If you enjoy this Italian delicacy, you may be wondering why provolone cheese is so expensive.
After all, it’s just made from cow’s milk!
Can provolone only be made in Italy?
That could add to the cost when you factor in transportation.
Is provolone hand-made, does it require any skills to produce?
If provolone is an artisan cheese, then perhaps those who make it are paid a high salary.
Let’s see if we can get to the heart of the matter!
Provolone cheese is expensive because it can only be made in Italy; it has held a Protected Designation of Origin certificate since 1996. Thus, the cost of export and transportation inevitably makes it more expensive. Provolone is also an artisan cheese and is made by hand, requiring some level of experience to successfully stretch the curd. Labor costs also add to the price of the cheese. Storage is another factor, as provolone is typically aged for at least four months before consumption. The milk for the provolone comes only from Friesian cows that graze in the Po Valley, and the care of these animals also adds to the cost of the cheese.
What Makes Provolone Cheese So Expensive?
Provolone cheese is undoubtedly delicious and perfect for baked ziti, roulades, or quesadillas.
But unfortunately, the price might put you off from using it, as it is quite expensive.
What makes provolone cheese so special to justify the high cost?
The number one reason is that it can only be made in Italy.
Provolone actually holds a protected Designation of Origin Certificate, and this was awarded in 1996.
These certificates are issued in the European Union and show that a product has been produced in a specific place using local people and local ingredients.

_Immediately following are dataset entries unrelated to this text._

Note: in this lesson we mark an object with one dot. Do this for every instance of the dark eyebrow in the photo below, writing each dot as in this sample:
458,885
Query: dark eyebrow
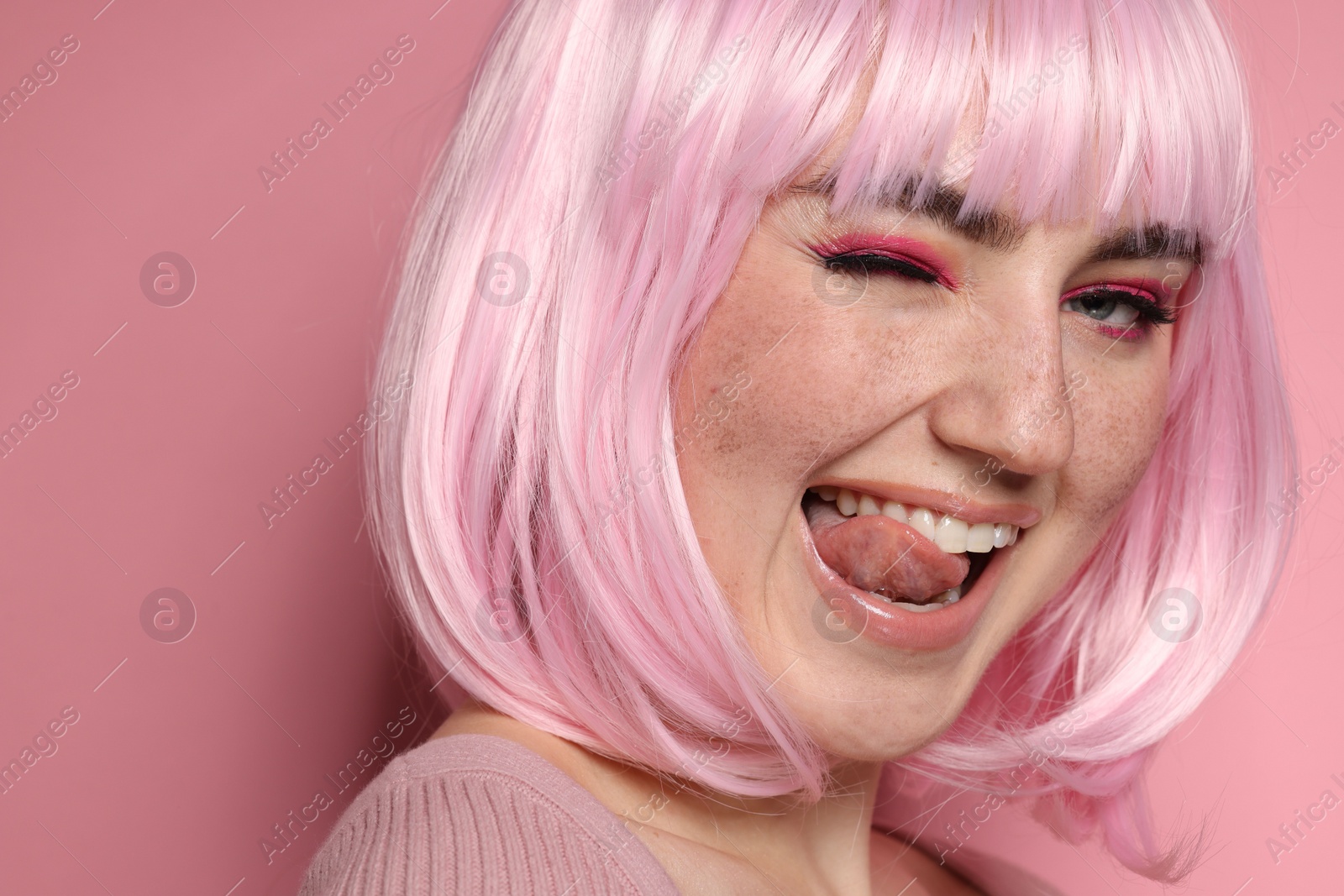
1000,231
992,228
1153,241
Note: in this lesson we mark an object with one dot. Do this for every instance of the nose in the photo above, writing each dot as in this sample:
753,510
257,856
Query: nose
1012,396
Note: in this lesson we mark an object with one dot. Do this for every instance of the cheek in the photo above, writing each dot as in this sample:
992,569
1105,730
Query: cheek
1117,425
819,382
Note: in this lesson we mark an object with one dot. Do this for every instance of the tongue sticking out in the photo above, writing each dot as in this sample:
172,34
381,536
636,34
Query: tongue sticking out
878,553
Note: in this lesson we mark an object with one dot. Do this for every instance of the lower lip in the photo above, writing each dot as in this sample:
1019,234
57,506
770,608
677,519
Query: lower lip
890,626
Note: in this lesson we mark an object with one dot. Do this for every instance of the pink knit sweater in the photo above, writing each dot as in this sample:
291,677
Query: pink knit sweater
480,815
484,815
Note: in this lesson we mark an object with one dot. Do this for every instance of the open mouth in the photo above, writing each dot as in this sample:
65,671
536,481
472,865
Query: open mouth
909,557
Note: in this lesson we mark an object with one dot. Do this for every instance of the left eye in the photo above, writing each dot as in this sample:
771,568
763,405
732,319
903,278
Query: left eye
1106,305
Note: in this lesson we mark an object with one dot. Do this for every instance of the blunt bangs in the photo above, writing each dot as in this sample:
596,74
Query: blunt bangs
1133,113
612,161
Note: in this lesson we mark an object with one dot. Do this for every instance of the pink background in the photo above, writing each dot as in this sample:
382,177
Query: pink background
185,418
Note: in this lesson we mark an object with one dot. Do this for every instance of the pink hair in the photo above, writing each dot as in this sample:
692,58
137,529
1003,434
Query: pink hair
526,497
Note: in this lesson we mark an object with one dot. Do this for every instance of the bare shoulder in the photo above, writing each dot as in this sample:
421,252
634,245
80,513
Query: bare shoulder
904,868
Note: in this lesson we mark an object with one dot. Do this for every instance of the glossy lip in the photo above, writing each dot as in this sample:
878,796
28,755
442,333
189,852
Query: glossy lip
1021,515
902,248
890,626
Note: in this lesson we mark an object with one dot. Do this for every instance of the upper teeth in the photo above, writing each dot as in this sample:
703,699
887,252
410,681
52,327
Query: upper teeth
948,532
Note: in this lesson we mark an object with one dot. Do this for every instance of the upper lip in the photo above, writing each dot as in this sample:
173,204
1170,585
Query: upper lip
938,501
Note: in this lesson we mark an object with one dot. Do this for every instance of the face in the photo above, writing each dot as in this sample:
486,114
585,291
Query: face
887,398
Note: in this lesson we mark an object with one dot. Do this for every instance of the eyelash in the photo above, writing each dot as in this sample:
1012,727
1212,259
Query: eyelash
871,264
1151,312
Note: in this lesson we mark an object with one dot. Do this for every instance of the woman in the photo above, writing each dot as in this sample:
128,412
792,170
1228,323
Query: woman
820,405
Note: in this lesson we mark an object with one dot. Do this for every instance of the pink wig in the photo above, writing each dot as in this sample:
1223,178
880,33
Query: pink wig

To be more precise, Provolone is only made in Northern Italy because it is produced from milk that comes from a herd of Friesian cows that can only be found in the Po Valley.
So, you can immediately see that provolone does have a certain air of exclusivity about it that would be difficult to replicate!
Obviously, being made only in Italy immediately adds an extra cost to shipping the cheese when you factor in the transportation costs.
Provolone is also an aged cheese and is not ready for at least four months, meaning it has to be stored somewhere, and that is where another expense comes into the equation.
The final additional costs are from the salaries of the cheesemakers.
Making provolone is a very skilled process, and everything is done by hand.
As such, it is known as artisan cheese, and obviously, the cheesemakers expect to be paid more.
The provolone curds have to be stretched and then shaped, which takes time.
Are There Less Expensive Alternatives to Provolone Cheese?
If you can’t really justify purchasing provolone, it is possible to find alternative options that are less expensive.
Provolone is known for its melting ability and is popular in pasta dishes, so the closest alternative would be mozzarella, which is considerably cheaper.
Fontina is also an Italian cheese made from unpasteurized milk and is typically used for fondues, cheese sauces, or cheese dips in place of provolone.
A less obvious replacement is scamorza, which again is an Italian cheese shaped in a similar way to provolone.
Unlike provolone, it can be served on its own as baked scamorza, and a little goes a long way, making it more economical.
A surprising alternative is Monterey Jack cheese, which some people prefer for its much milder flavor.
If you would normally use provolone as a burger topping, then Monterey Jack is a great, and definitely cheaper, option.
Other suggestions include cheddar, gouda, or parmesan if you plan on grating cheese.
How Provolone Cheese is Made
Provolone cheese is expensive as it can only be made in Italy.
The high costs of export, transportation, and storage add to its price.
This traditional cheese is made by skilled artisans who command a higher salary.
Cheaper alternatives include mozzarella, Monterey Jack, and scamorza.
However, nothing can beat the true taste of provolone, so why not treat yourself occasionally?